Smith filed a petition for post-conviction relief in Alabama state court in May 2023, accusing the Department of Corrections of causing him severe physical and psychological pain, including post-traumatic stress disorder, in relation to his botched execution.

He argued that officials knew but did nothing to correct the difficulties with inserting IVs for lethal injections, claiming similar issues had arisen during the executions of two other inmates in the months leading up to Smith's execution attempt.

Joe Nathan James Jr. was executed in July 2022, but only after corrections officials took more than three hours to insert the IV and administer the lethal injection. His family has sued Alabama Gov. Kay Ivey, Attorney General Steve Marshall and the Alabama Department of Corrections Commissioner John Q. Hamm, among others, for violating James' Eighth and 14th Amendment rights.

Alan Eugene Miller was set to die in September 2022, but his execution was halted after officials spent 90 minutes trying to insert his IV.

"That string of failures — resulting in needless physical and emotional suffering — demonstrates the need for guidance on the meaning of a 'lingering death;' without it, there is no outer limit on a state's ability to engage in protracted executions or even, as is the case here, an execution by installments over the course of more than one year," Smith argues.

But an Alabama trial court dismissed his petition roughly five hours after he filed it, and the Alabama Court of Criminal Appeals affirmed the dismissal in December. The Alabama Supreme Court refused to review the case.
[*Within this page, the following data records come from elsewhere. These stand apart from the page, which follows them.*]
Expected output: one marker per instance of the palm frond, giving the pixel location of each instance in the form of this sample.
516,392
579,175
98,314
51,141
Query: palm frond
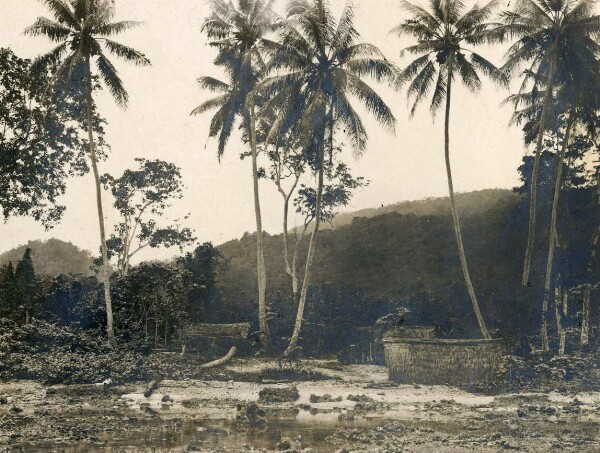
354,128
109,76
411,70
211,104
379,70
53,30
51,58
467,72
126,53
62,12
115,28
420,85
212,84
439,92
489,69
372,101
Counsel for Smith didn't immediately respond to requests for comment Friday. Representatives for Alabama could not be reached for comment.

Smith is represented by Robert M. Grass, Jeffrey H. Horowitz, David Kerschner, Ashley Burkett, Angelique A. Ciliberti and Lindsey Staubach of Arnold & Porter Kaye Scholer LLP, and Andrew B. Johnson of Bradley Arant Boult Cummings LLP.

Counsel information for Alabama couldn't be determined.

The case is Smith v. Alabama, case number 23-6517, before the Supreme Court of the United States.